Tu sie zdziwicie, ale w FF8 nie podobal mi sie kompletnie NIKT.
Wszystko bylo przekolorowane, dopracowane i wlasciwie z gory wiadome, niczym mnie nie zaskoczyly.
Wezme pod lupe postacie glowne z najblizszych czesci dla porownanie
FF7 - Cloud - niby twardziel, zasadniczy materialista, nie poswieca sie nikomu ani niczemu.
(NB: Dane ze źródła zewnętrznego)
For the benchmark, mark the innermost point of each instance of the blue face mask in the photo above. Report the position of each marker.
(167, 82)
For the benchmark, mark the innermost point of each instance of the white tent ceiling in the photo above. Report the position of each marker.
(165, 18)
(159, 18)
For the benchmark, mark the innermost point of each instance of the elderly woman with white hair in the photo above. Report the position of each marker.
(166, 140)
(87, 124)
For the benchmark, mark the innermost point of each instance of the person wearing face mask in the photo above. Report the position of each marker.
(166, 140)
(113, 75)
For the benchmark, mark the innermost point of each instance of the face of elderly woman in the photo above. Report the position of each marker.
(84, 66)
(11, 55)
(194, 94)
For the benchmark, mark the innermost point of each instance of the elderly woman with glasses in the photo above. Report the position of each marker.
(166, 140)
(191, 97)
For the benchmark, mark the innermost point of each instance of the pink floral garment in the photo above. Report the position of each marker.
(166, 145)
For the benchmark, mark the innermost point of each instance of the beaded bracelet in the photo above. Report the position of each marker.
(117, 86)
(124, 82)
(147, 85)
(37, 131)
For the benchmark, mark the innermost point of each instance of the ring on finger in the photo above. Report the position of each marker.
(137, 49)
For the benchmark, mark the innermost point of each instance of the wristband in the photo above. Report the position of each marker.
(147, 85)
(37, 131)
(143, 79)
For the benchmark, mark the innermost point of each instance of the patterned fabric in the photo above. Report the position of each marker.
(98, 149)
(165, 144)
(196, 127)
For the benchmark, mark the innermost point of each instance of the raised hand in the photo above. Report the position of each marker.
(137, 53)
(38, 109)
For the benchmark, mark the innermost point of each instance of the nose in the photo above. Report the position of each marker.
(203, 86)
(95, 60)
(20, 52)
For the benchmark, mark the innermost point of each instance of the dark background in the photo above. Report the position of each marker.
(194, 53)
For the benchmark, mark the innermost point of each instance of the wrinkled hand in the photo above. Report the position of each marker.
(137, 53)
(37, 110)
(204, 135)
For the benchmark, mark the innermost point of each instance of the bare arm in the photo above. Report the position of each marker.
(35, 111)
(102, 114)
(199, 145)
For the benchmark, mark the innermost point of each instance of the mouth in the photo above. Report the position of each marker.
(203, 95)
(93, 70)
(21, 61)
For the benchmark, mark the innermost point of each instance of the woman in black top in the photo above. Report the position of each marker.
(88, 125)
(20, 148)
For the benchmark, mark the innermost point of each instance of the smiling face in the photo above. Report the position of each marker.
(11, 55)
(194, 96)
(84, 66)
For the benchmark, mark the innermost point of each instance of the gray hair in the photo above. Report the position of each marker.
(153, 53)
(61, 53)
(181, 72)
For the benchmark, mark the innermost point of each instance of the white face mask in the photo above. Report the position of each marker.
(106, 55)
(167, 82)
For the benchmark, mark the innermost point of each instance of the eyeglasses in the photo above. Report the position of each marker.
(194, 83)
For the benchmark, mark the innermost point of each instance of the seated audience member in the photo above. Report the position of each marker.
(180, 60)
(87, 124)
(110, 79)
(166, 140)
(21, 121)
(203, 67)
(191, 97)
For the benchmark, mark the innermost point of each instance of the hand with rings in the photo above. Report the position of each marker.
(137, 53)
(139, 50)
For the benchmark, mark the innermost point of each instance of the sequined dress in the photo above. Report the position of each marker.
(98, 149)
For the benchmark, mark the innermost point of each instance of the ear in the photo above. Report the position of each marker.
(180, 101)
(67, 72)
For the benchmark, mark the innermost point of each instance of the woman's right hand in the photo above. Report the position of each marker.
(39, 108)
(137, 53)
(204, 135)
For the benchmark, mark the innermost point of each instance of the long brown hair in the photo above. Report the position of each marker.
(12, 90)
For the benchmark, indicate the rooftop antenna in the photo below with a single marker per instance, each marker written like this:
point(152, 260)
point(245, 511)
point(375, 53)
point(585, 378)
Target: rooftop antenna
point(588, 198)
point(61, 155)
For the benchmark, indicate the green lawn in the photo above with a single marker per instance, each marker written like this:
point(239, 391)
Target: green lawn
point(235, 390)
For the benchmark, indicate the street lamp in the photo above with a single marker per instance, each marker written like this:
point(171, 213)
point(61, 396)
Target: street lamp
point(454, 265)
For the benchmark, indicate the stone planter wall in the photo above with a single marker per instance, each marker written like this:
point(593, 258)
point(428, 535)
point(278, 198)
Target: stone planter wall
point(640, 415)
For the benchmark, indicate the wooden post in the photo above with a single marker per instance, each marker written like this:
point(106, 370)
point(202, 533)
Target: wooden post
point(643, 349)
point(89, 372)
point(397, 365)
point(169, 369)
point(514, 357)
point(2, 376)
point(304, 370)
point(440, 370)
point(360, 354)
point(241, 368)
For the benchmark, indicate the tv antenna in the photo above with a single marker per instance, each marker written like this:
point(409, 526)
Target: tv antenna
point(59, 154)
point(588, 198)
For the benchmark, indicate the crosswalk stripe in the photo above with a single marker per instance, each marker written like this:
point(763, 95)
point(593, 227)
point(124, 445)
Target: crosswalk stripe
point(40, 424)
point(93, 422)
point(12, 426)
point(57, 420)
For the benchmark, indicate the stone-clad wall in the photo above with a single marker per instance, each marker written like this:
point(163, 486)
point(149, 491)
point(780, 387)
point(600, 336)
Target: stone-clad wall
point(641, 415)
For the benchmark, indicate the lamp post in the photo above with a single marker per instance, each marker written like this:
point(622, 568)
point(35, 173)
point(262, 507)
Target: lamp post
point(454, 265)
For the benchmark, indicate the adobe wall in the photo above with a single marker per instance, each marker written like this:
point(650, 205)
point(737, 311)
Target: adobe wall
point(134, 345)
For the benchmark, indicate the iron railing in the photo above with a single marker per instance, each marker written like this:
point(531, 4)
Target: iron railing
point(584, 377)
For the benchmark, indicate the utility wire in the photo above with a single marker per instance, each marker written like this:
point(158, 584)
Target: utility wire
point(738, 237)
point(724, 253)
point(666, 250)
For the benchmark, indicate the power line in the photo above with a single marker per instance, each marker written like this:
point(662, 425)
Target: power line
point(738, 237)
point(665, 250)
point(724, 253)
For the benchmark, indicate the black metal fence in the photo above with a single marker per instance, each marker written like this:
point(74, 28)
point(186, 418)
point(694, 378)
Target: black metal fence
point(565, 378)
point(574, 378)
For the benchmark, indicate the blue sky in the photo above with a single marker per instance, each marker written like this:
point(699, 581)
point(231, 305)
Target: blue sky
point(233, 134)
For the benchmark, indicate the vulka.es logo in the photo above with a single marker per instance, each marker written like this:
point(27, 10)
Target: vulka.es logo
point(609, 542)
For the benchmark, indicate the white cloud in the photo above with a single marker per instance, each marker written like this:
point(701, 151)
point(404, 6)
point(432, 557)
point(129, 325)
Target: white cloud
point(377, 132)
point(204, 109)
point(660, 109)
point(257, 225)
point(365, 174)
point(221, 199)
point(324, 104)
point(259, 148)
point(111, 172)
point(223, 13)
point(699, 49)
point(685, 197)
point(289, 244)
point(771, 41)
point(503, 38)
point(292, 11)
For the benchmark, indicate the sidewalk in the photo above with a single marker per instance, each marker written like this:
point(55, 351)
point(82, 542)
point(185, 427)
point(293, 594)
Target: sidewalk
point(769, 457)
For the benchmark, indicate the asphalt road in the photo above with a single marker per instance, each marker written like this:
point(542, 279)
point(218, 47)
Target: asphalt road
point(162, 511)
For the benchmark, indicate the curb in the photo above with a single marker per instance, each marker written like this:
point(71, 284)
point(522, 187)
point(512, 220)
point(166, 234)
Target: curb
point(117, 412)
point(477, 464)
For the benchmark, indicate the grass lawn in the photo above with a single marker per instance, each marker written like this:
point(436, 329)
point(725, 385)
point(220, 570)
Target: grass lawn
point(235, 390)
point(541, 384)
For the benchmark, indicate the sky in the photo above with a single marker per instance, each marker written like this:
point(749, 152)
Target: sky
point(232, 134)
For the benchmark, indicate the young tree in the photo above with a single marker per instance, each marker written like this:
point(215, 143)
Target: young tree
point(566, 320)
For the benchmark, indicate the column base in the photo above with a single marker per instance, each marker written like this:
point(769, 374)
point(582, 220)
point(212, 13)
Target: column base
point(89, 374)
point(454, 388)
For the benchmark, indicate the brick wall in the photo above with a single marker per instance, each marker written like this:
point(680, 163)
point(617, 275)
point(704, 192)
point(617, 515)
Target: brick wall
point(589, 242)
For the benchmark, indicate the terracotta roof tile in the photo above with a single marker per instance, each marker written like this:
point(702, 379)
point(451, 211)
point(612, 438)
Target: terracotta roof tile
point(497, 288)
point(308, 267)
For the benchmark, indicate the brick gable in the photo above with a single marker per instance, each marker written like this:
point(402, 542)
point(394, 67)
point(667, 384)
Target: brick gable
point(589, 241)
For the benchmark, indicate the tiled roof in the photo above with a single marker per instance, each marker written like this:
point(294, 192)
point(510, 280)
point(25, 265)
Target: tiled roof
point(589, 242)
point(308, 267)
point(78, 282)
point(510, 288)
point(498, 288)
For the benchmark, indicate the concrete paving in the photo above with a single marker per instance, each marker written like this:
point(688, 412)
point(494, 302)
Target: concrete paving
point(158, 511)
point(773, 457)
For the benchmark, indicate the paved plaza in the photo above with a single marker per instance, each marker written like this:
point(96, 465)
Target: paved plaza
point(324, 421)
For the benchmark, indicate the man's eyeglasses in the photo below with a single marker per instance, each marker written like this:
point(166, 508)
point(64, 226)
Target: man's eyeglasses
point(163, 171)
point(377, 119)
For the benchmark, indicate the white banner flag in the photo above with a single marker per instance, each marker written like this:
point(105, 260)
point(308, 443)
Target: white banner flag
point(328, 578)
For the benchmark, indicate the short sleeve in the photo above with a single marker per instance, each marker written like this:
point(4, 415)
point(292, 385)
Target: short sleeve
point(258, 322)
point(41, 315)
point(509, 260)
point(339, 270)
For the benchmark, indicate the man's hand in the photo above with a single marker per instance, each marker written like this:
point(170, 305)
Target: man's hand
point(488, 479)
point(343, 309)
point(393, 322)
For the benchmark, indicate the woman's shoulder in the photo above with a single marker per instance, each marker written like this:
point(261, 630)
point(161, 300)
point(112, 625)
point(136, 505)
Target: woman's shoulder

Pozniej sie okazuje, ze wlasciwie to jest dosc oddanym wojakiem (walka o planete), mscicielem (wiec jednak jakas pasje w sobie ma), a nawet romantykiem (randka z Barretem
)
FF9 - Zidane - poznajemy go jako niekompetentnego aktorzyne i cos wiecej (czlonek przestepczej grupy). Nawet jego malpi wyglad nasuwa na mysl nieodpowiedzialne zachowanie, wyglupy. Co chwila stara sie poderwac Garnet/Dagger, a nawet jest scena ze flirtuje z Freya (nie ma gustu, fakt...). Po jakims czasie sie okazuje, ze pod ta powloka kryje sie rozmyslny wojownik, nawet do Amaranta rzuca teksty, ktorymi uczy zycia. Oddany przyjaciel i kompan (kurde, skoczyl nawet pogadac z Kuja). No i co najwazniejsze pod tym plaszczykiem flirciku i niewybrenych zartow kryl sie prawdziwy romantyk (I Want To Be Your Canary - ostatnia scena z gry).
Problem w tym, ze w FF8 zadna z postaci oprocz Squalla nie wyniosla nic nowego z calej podrozy, brakuje mi dodatkowych historii zglebiajacych tresc. Akcja gry toczy sie wokol Squalla i Rinoy i to by bylo na tyle. Oczywiscie poza krotkimi epizodami.